By Gael Hees, special to bizNEVADA
Elena Medo is the CEO of Medolac, a public benefit company dedicated to improving preterm infant survival rates by providing safe, storable human breast milk. She started learning about the many health challenges facing preterm infants while teaching hospital staff members to use her patented double-breast milk pumping system. Unlike its predecessors, it featured a soft cup funnel that functioned much like a nursing baby’s mouth, helping mothers who had ceased to produce milk begin lactating again for the benefit of their preterm babies.
To continue addressing the nutritional needs of premature babies, Medo, with her co-founder daughter Adrianne Weir, established the Mother’s Milk Cooperative, a business owned by nursing mothers that provides payment to healthy mothers for high quality breast milk. This gave many of them the financial opportunity to extend their maternity leave and spend more time nursing their newborns. She continued researching premature infant nutrition and developed the first customized formulation of human milk for preterm infants.
Through her most recent company, Medolac, Medo has developed the first storable human milk formulation. It has a literal shelf life of three years, meaning that it can sit on a shelf for three years, never needing to be kept cool or frozen until after opening. This allows the formulations to be kept in reserve and used as needed. In addition, it is now packaged in resealable soft packs. These innovations not only make it more convenient to use in a hospital setting, it cuts down on costs by eliminating the need for overnight shipping of frozen breast milk, and cutting down on waste.
Medo and Weir have recently moved their company, Medolac, from Oregon to Boulder City, Nevada leasing an empty grocery store space for the operation. Medo was well prepared to succeed as an entrepreneur, she holds an MBA from the Paul Merage School of Business at the University of California, Irvine where she also studied computer science and developmental and Cell Biology as an Undergraduate.
“There were many reasons we moved here [to Boulder City], an important one is that we received an incentive package from the Governor’s Office of Economic Development,” said Medo. “Plus, the building was ideal in many ways, with massive freezers and the sanitary features required of a food facility. The layout was also ideal, with a large open area where we have installed a clean room with other areas dedicated to our microbiology and food safety lab, plus research and development departments,” explained Medo.
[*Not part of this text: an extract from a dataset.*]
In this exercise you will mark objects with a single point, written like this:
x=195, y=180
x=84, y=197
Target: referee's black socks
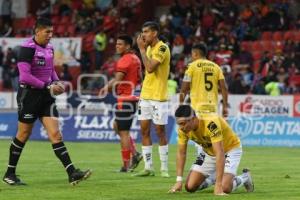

When the operation is running at full capacity, it will be able to produce 1,000 gallons of processed breast milk per day in comparison to the 1,000 gallons a month they were able to produce in the now-closed Oregon facility. In addition, the company will have as many as 120 full-time employees, including milk technicians, biologists, and immunologists.
The mission for Medolac is to help ensure a reliable source of human breast milk for all preterm infants. “Human donor milk is unavailable for up to 95% of hospitalized babies who need it because of the high prices. We intend to change that. With high volume production and the lower costs that result, we hope to reduce the cost of donor milk by half.” said, Medo. “With what we know from research, no hospitalized baby should ever be deprived of breast milk.”